Scientists studying the decline of certain fish stocks in the Pacific have found a novel research tool: Hawaii restaurant menus.
Kyle Van Houtan, with the Pacific Islands Fisheries Science Center in Honolulu, and mainland colleagues analyzed 376 menus from 154 restaurants in Hawaii from 1928 to 1974.
They found a sharp shift to deep-ocean species as nearshore fisheries declined.
"Reef fish, jacks, and bottomfish were common on menus before 1940, but by Hawaii’s statehood in 1959 these items appeared collectively on less than 10 percent of the menus sampled," the scientists reported in a letter Aug. 1 in the journal Frontiers in Ecology and the Environment. "This period marked a rapid growth in pelagic (open-ocean) fisheries and concurrent declines in nearshore fishery stocks."

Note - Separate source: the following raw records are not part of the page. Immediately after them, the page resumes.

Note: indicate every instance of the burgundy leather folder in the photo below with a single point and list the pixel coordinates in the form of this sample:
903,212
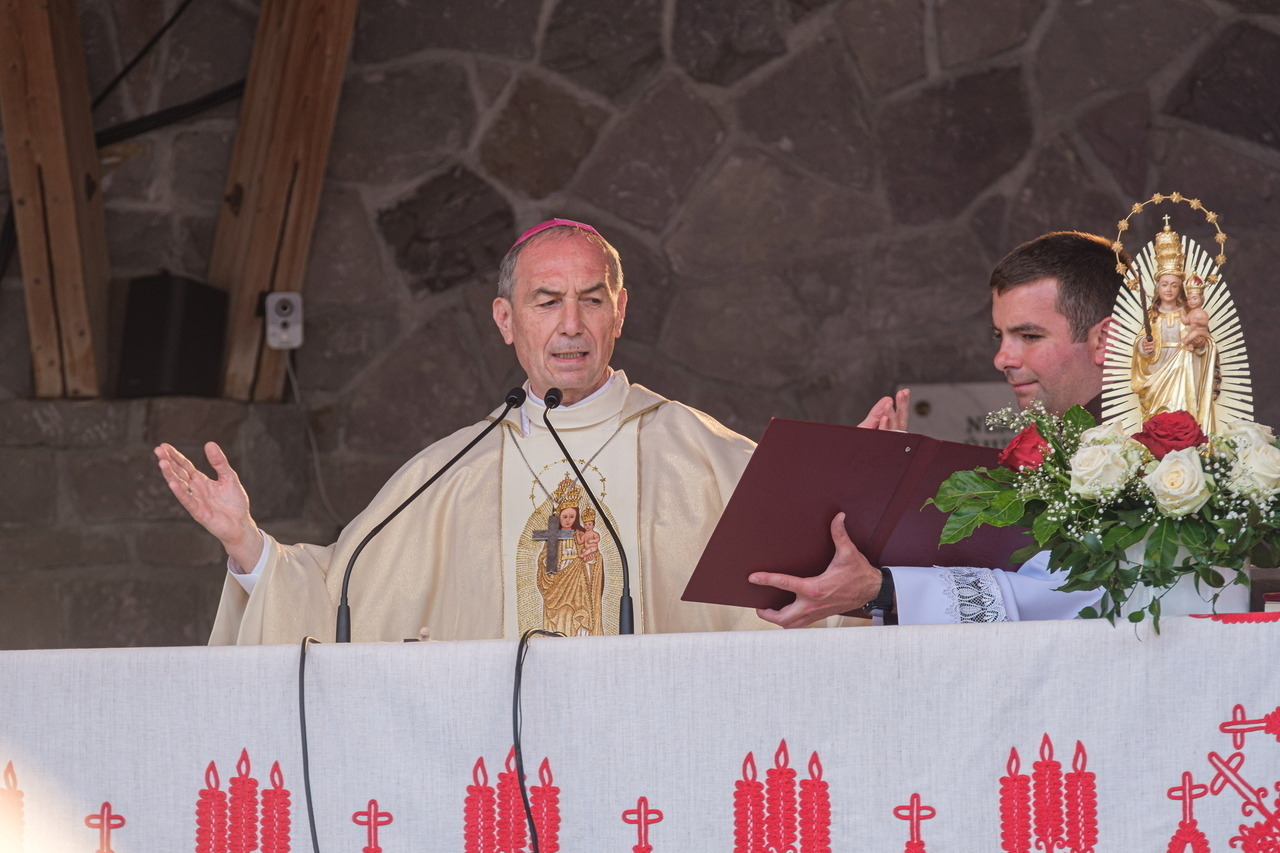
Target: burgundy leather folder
801,474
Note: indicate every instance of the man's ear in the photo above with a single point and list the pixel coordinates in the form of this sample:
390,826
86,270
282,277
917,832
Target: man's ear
502,319
1100,336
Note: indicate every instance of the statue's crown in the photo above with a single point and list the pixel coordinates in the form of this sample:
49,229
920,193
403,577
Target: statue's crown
567,493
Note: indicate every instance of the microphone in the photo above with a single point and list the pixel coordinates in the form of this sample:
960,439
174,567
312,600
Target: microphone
626,617
342,632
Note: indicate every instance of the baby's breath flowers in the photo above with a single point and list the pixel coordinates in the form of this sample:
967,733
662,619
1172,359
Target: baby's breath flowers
1200,506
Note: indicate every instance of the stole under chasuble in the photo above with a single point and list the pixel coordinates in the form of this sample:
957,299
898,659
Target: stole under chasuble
453,561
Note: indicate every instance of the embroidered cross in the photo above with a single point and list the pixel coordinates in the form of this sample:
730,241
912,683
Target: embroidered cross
552,536
1239,725
915,813
104,821
373,819
641,816
1188,792
1229,774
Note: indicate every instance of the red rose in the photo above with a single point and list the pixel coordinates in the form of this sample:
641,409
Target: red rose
1027,451
1170,430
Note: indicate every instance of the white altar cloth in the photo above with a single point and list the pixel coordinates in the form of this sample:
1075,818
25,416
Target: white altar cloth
888,717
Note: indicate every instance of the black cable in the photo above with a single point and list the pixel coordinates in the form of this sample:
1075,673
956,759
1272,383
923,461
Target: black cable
127,131
168,115
302,726
137,58
521,651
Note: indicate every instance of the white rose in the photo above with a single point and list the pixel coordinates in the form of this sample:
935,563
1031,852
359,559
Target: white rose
1179,483
1100,469
1246,432
1257,470
1109,433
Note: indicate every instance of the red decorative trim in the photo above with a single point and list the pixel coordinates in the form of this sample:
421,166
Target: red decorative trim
371,819
1047,799
12,820
1239,725
749,810
544,802
211,815
1015,808
104,821
814,811
641,816
915,813
242,815
512,834
480,813
780,799
1082,804
275,813
1188,836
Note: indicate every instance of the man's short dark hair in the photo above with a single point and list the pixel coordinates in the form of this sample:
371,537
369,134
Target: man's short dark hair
1084,267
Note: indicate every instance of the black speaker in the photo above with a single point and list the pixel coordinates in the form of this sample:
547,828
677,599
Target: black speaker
172,341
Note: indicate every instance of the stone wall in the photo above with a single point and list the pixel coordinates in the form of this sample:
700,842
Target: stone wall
808,196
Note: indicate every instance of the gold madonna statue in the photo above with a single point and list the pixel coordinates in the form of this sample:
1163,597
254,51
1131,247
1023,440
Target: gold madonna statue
1174,363
1176,343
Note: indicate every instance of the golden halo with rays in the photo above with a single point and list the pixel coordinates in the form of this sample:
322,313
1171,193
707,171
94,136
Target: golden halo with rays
1234,395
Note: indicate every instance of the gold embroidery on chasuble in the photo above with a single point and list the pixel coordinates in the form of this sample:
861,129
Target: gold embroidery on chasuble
562,568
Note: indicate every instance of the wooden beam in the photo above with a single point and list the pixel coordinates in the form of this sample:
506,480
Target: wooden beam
55,182
277,174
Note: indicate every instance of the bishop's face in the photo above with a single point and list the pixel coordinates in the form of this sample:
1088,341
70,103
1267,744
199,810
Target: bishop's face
562,316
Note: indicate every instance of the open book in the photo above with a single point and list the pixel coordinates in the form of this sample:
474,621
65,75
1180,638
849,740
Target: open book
778,518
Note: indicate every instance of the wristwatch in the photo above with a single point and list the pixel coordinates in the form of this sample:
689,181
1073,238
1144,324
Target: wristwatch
883,600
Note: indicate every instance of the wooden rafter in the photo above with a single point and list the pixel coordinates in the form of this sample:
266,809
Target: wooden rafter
277,174
55,185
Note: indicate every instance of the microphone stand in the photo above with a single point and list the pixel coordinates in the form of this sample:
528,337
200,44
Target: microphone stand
626,617
342,632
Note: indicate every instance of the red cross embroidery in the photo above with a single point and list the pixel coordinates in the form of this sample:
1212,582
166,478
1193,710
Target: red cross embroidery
915,813
371,819
104,821
641,816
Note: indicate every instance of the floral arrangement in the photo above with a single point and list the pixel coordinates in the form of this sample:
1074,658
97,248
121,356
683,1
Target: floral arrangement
1203,505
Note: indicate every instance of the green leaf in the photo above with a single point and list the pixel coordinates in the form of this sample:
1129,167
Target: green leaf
1043,528
1006,509
961,523
1161,544
1079,418
967,486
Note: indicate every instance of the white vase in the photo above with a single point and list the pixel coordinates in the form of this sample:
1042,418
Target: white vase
1184,598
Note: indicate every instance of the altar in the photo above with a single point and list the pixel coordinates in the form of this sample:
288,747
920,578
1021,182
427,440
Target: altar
1073,735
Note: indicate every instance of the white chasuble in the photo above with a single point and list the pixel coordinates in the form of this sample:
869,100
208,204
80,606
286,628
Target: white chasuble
563,570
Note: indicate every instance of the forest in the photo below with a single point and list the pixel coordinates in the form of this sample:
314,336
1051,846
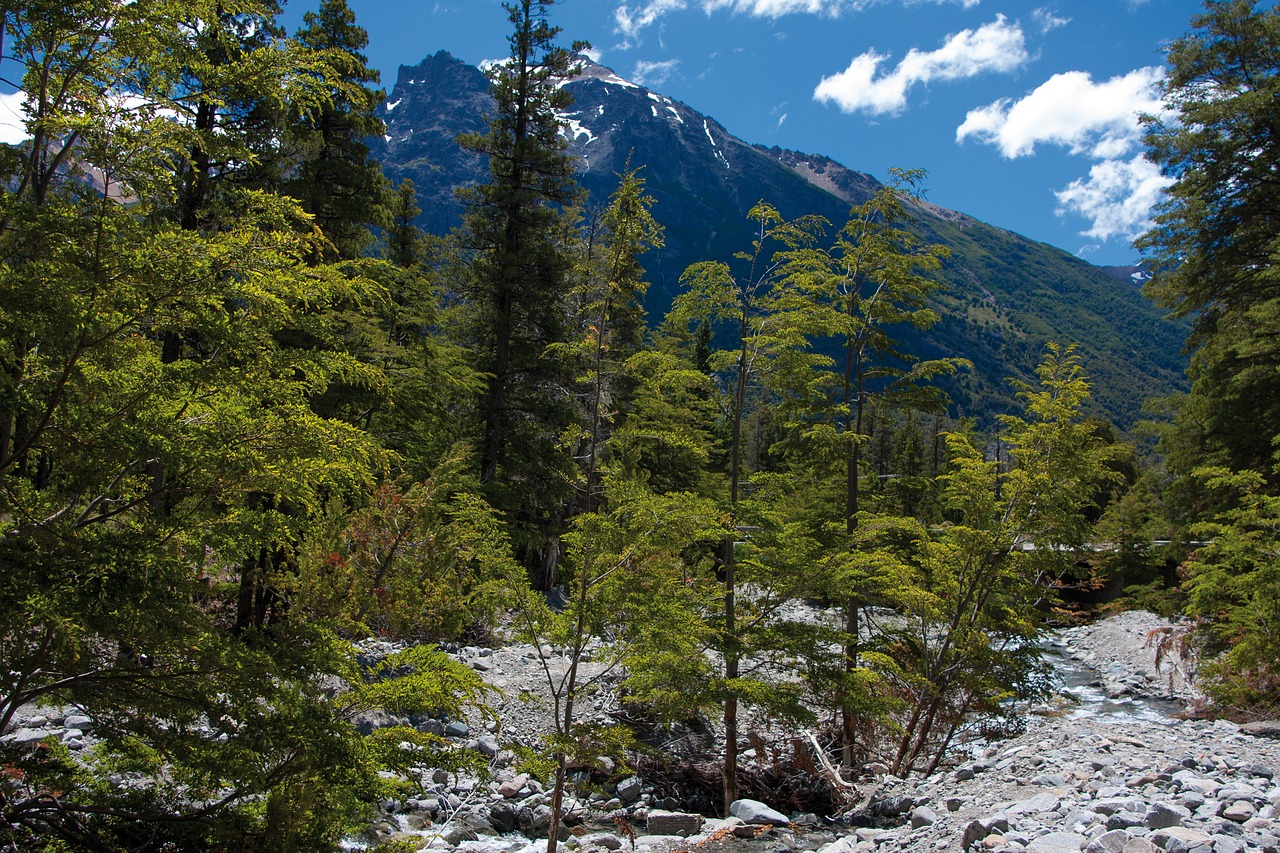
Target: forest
252,418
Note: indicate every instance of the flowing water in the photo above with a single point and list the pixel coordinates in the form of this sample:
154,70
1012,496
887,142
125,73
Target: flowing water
1084,685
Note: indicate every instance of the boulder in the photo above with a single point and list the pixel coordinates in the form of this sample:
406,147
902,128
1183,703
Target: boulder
1262,729
1112,842
663,822
1239,811
1180,839
923,816
1056,843
629,789
1162,815
754,812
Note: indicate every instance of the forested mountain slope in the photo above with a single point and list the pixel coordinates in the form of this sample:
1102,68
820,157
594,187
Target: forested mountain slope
1005,295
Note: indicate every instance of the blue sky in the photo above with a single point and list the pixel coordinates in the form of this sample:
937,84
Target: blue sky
1022,113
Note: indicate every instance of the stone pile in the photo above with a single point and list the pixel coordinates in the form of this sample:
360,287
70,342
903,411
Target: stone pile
1077,780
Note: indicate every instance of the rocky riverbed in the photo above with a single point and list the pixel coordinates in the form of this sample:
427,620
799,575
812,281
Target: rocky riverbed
1107,770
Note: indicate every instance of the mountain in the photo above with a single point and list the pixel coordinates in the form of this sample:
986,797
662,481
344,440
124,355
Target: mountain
1004,297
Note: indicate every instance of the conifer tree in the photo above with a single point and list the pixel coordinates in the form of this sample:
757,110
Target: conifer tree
334,178
519,278
769,316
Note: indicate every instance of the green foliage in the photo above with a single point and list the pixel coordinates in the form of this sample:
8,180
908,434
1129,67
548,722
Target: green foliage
333,177
519,277
1215,238
163,447
429,561
1234,587
968,594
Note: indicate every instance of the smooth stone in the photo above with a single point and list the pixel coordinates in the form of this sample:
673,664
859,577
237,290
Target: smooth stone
1179,839
1139,845
1038,803
1056,843
754,812
1125,820
1239,811
663,822
78,721
512,788
1111,842
629,789
1262,729
1164,815
923,816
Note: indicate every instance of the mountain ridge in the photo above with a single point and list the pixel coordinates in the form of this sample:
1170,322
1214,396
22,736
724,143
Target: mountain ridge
1005,296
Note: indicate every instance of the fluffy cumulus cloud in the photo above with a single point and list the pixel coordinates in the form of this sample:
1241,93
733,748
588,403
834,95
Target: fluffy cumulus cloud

By 1970, 95 percent of the menus contained "large pelagics" such as tuna, the study found.
"The decline in reef fish in just a few decades was somewhat of a surprise to us," said co-author Jack Kittinger, a fellow at Stanford University’s Center for Ocean Solutions in Monterey, Calif., in a statement Monday. "We knew at the outset the menus would have a unique historical perspective, but we did not expect the results to be so striking."
Van Houtan said most of the menus came from private collections as well as the Harriet "Rusty" Thomas Collection at Kapiolani Community College, the New York Public Library, the Los Angeles Public Library and the library at the University of Nevada at Las Vegas.
"I found the private collections by word of mouth, speaking with local Hawaiiana experts, cooking historians, publishers, archivists … and just by meeting people on eBay," he said by email Wednesday. "They would invite me to their home, we would rummage through boxes in their garages, and we would talk story for a while."
Restaurants at some of Waikiki’s trendy eateries would issue a menu daily so tourists could take it home.
"They were often beautifully crafted, date stamped and cherished by their owners as art," Van Houtan said. "The point of our study is that they are also data."
The Jan. 10, 1935, menu from the Royal Hawaiian Hotel, for instance, offers "Poached Paakii Veronique." The March 3, 1938, menu from the Royal Hawaiian offers broiled fresh Hawaiian mackerel with cucumber string, mustard sauce and gaufrette potatoes. Locally caught mackerel, or opelu, and pakii, or flounder, were uncommon on later menus, Van Houtan said.
"The frequency of their occurrence on menus diminished dramatically," he said by email.
Recent menus have mostly mahimahi.
Market surveys and government statistics are the traditional sources for tracking fisheries.
But the government hasn’t always compiled statistics as religiously as it does today.
"When those records don’t exist, we have to be more creative," Van Houtan said. "Here we found restaurant menus were a workable proxy that chronicled the rise and fall of fisheries."
The study began when Van Houtan, leader of the Marine Turtle Assessment Program, was checking mid-20th-century restaurant menus for turtle meat. He found none but realized it was possible to use menus to track other species.
"Hawaii is perhaps an ideal location to use menus to analyze historical changes in the marine environment because its remote location meant mostly locally consumed seafood was locally sourced," the scientists’ letter said. "When compiled and interpreted in the appropriate socioeconomic context, menus have a great potential as a window to the past."
Contributing to the study was Loren McClenachan of Colby College in Maine.